Does the Rain Have You Feeling Down?

According to the Sacramento Bee, the northern Sierra Nevada range had its third-driest December ever. While Californians recognize this year's dry winter season, many can’t help but mourn the sight of the much-needed recent showers.  

How many of you find the weather getting to you at this time of year? Generally I love the winter weather, but endless gray skies begin to get to my usually sunny nature.  

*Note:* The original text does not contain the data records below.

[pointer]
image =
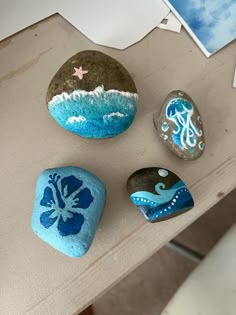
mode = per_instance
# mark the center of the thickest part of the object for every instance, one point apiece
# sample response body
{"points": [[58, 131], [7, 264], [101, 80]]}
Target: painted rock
{"points": [[93, 95], [159, 194], [68, 205], [179, 126]]}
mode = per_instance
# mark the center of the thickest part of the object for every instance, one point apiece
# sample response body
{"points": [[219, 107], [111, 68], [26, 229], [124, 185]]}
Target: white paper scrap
{"points": [[112, 23], [234, 82], [16, 15], [170, 23]]}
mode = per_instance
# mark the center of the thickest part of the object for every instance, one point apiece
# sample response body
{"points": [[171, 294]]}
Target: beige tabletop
{"points": [[36, 279]]}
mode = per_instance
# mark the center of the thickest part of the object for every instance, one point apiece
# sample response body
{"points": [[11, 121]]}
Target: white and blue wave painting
{"points": [[212, 22], [97, 113]]}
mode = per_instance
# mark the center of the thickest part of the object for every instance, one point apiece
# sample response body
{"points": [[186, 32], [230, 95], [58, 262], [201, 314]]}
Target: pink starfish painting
{"points": [[79, 72]]}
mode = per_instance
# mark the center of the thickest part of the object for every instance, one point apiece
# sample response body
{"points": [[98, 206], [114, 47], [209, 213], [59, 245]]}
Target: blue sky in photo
{"points": [[212, 21]]}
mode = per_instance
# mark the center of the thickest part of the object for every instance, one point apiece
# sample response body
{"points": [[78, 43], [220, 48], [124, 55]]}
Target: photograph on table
{"points": [[212, 24]]}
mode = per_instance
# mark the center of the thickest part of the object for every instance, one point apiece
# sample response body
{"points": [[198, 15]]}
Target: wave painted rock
{"points": [[68, 205], [159, 194], [93, 95], [179, 126]]}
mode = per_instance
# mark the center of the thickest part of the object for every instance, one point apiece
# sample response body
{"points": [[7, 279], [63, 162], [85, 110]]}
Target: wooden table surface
{"points": [[36, 279]]}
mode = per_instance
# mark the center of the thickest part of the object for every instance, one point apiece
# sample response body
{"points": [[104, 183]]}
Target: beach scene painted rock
{"points": [[179, 125], [159, 193], [93, 96], [68, 205]]}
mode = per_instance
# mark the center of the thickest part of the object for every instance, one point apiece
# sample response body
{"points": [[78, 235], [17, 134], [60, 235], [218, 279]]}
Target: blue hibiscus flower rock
{"points": [[179, 126], [68, 205], [159, 193], [93, 96]]}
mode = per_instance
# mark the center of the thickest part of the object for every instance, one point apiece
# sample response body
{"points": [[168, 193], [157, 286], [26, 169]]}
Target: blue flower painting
{"points": [[64, 199], [212, 22]]}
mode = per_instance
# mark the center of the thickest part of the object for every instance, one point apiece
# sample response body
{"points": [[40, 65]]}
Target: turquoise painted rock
{"points": [[68, 205], [179, 126], [159, 194], [93, 96]]}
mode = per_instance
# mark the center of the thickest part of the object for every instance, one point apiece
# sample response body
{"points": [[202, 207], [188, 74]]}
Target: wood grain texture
{"points": [[34, 278]]}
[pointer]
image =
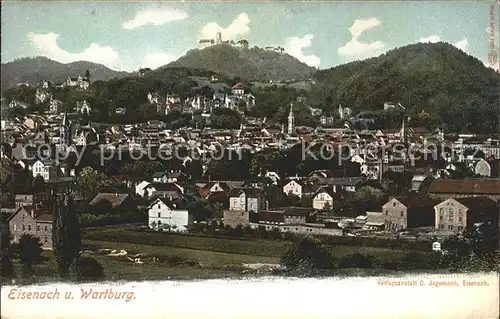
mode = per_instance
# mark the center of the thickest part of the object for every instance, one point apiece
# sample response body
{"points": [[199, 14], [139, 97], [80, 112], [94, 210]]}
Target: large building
{"points": [[205, 43], [446, 188]]}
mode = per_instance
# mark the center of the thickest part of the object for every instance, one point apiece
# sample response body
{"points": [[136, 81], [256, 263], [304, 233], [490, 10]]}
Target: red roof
{"points": [[466, 186], [238, 86]]}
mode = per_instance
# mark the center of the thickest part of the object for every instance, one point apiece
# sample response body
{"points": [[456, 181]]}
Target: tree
{"points": [[90, 182], [29, 251], [38, 184], [6, 266], [308, 252], [87, 268], [65, 234]]}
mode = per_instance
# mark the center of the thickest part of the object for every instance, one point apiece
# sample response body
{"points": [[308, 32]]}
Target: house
{"points": [[297, 215], [166, 215], [273, 176], [416, 181], [161, 189], [247, 199], [238, 89], [402, 214], [374, 221], [78, 82], [55, 106], [140, 189], [18, 104], [31, 220], [42, 95], [83, 107], [169, 177], [117, 202], [482, 168], [298, 188], [348, 184], [449, 188], [323, 196], [45, 168], [458, 214], [29, 199], [143, 71]]}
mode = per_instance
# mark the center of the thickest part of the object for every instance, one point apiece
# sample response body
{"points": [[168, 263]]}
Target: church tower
{"points": [[291, 120]]}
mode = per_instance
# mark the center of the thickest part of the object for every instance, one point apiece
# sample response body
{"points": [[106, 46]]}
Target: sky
{"points": [[131, 35]]}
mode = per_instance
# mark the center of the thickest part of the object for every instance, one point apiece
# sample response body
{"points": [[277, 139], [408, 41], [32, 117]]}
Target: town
{"points": [[193, 159]]}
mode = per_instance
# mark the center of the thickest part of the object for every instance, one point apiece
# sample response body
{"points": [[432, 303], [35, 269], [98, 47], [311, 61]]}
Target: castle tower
{"points": [[291, 120]]}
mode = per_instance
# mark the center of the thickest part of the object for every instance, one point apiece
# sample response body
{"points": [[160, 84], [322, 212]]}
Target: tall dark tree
{"points": [[29, 250], [66, 234], [6, 267]]}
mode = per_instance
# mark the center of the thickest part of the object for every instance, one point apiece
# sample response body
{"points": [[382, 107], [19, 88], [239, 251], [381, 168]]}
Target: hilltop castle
{"points": [[205, 43]]}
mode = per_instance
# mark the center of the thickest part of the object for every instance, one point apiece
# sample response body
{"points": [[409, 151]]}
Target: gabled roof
{"points": [[466, 186], [249, 191], [479, 203], [115, 199]]}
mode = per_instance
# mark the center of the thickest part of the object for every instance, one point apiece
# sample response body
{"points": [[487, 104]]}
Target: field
{"points": [[243, 247], [183, 257]]}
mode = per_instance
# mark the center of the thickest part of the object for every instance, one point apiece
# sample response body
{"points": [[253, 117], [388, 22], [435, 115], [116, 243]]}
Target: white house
{"points": [[55, 106], [293, 187], [273, 176], [46, 169], [83, 107], [164, 215], [323, 196], [140, 189]]}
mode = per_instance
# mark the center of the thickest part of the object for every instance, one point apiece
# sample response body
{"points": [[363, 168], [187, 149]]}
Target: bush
{"points": [[88, 268], [29, 250], [308, 253], [356, 260]]}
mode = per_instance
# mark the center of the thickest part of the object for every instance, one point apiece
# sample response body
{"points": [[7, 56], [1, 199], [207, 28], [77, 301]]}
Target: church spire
{"points": [[291, 120]]}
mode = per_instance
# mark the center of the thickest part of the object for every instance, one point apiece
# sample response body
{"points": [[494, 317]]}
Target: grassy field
{"points": [[186, 256], [204, 244]]}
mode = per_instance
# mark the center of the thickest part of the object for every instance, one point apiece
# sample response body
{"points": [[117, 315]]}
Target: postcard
{"points": [[265, 159]]}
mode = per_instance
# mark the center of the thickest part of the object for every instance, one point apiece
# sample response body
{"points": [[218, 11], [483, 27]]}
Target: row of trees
{"points": [[475, 250]]}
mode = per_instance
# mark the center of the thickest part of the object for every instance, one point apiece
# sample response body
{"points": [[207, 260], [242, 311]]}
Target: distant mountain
{"points": [[436, 78], [252, 64], [34, 70]]}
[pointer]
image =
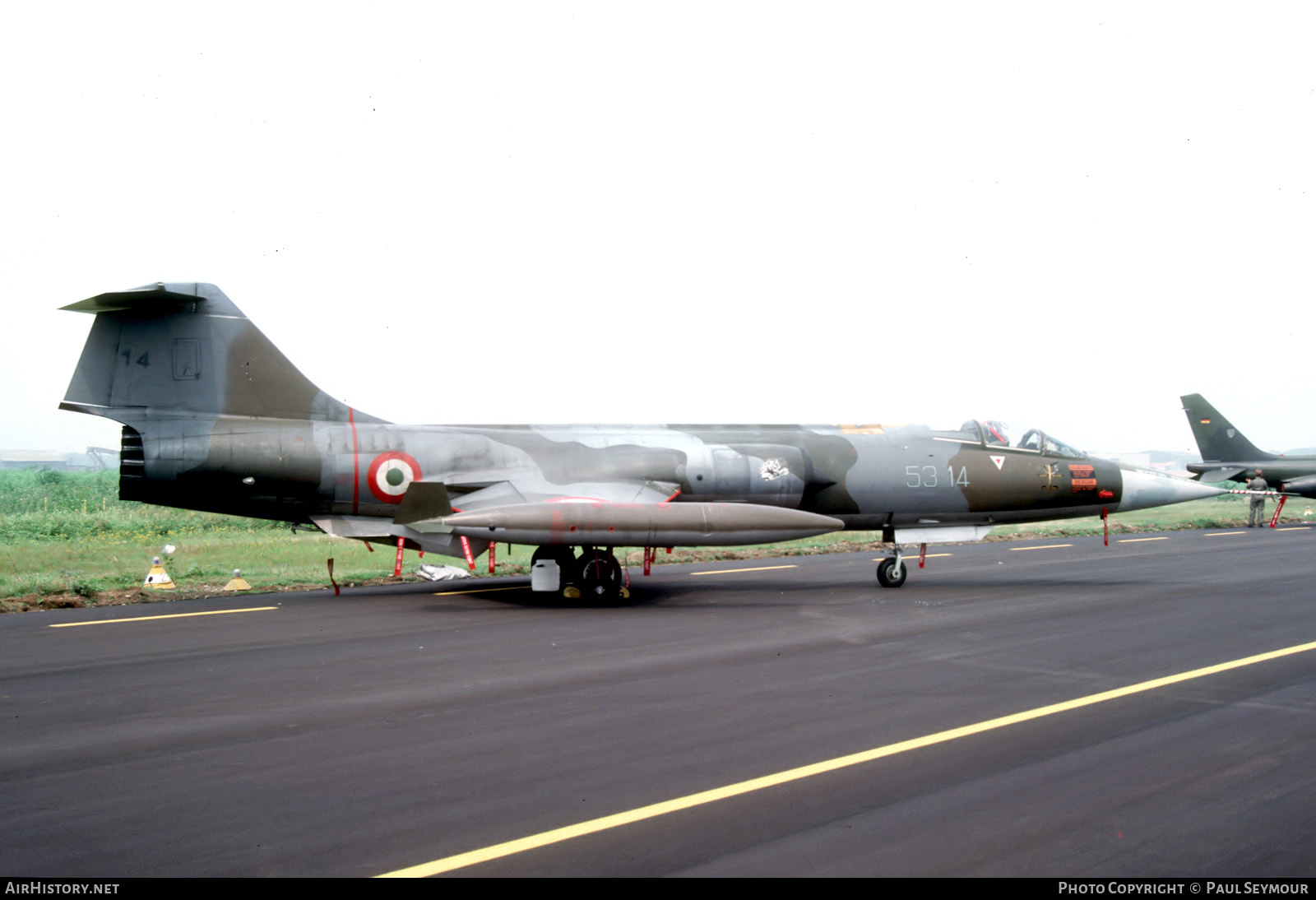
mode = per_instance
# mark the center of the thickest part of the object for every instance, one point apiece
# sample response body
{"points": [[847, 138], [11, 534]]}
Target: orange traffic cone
{"points": [[158, 578]]}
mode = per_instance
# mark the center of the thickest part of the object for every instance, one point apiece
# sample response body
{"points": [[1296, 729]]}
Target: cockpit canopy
{"points": [[997, 434]]}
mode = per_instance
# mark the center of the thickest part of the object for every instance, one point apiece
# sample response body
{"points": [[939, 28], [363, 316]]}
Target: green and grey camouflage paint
{"points": [[216, 419]]}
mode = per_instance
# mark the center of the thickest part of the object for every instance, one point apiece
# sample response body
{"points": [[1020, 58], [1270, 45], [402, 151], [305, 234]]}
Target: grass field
{"points": [[66, 538]]}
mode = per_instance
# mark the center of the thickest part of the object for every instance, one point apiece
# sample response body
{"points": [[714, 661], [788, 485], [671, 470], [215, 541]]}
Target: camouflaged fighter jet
{"points": [[1227, 456], [216, 419]]}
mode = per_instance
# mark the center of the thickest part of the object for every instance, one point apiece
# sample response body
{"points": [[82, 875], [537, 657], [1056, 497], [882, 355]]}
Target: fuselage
{"points": [[866, 476]]}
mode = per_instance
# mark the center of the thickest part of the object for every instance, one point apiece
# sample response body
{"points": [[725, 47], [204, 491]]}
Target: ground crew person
{"points": [[1257, 503]]}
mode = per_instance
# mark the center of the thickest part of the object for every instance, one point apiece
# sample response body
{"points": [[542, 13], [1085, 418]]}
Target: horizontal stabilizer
{"points": [[149, 298], [1219, 476]]}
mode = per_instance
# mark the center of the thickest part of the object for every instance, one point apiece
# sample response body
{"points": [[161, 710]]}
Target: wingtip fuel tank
{"points": [[598, 522]]}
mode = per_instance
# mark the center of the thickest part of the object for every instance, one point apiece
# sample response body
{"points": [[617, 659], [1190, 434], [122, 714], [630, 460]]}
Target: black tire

Seasonal Affective Disorder affects many people. People become more tired, cranky, moody and unhappy than usual due to the lack of sun in their lives. Symptoms of SAD include sleepiness, depression, overeating and carbohydrate cravings, lack of sociability, loss of libido and mood changes. It is natural for most people to have some of these symptoms in winter, being that we respond to nature. The diagnosis of SAD occurs when the depression becomes so severe that a person has a hard time functioning.  

About 85 percent experiencing symptoms of SAD respond to the use of a light box. The duration of recommended usage per day varies depending on the strength of light from the box. A 10,000 lux box available for $169 only needs to be used 30 minutes a day, whereas a 2,500 lux box requires four hours of exposure. It should be used daily and is usually effective within three or four days. You can sit in front of it and do any normal activity such as reading or writing or working at your desk.

There are other treatments for SAD. One of the best mood elevators is doing fun things with your favorite people. In addition, exercising keeps your energy up and increases circulating endorphins that are good for the mood. In terms of nutrition, a low-carbohydrate diet helps the blood sugar remain steady, preventing ups and downs.

People who get severely depressed sometimes need antidepressants to get them through the season. If that is the case, it is best to begin medications in the autumn before symptoms get really bad. Drugs like Prozac, Wellbutrin and Effexor tend to help people be more alert and active.  

If you are against using these kinds of medications there are many herbs and supplements that can help support the mood. If you have a doctor who understands how to use herbs, you can get a supplement that is personalized to your particular symptoms. 5 HTP, SAM-e, St John’s Wort, Shizandra and B-vitamins are among just a few. A Vietnamese plant called holy basil can be very effective at calming the adrenal glands and anxiety without a drug effect.  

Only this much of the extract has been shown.